We need to explore all possible combinations of words that can form the input string. This naturally leads to a recursive approach where we try different word combinations at each step.
- First, we create a map of valid words from the dictionary for O(1) lookup.
- We use a recursive function that:
- Builds the current word character by character
- When a valid word is found, we have two choices: a. Add the word to our current path and start a new word b.

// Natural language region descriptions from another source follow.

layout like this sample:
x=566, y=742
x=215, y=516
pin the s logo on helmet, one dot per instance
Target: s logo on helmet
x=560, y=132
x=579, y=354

Continue building the current word
- When we reach the end of the string with a valid word, we join all words in the current path with spaces and add it to our result.
- The recursion explores all possible combinations of words that can form the input string.
- Time complexity: O(2^n)
- Space complexity: O(n)
- Recursion
- Backtracking
- DFS
func wordBreak(s string, wordDict []string) []string {
ret, wordMap := make([]string, 0), make(map[string]bool)
for _, word := range wordDict {
wordMap[word] = true
}
var recur func(curI int, curWord string, curStr []string)
recur = func(curI int, curWord string, curStr []string) {
if curI == len(s) {
return
}
curWord += string(s[curI])
if wordMap[curWord] {
tmp := make([]string, len(curStr))
copy(tmp, curStr)
tmp = append(tmp, curWord)
if curI == len(s) - 1 {
retStr := strings.Join(tmp, " ")
ret = append(ret, retStr)
} else {
recur(curI + 1, "", tmp)
}
}
recur(curI + 1, curWord, curStr)
}
recur(0, "", make([]string, 0))
return ret
}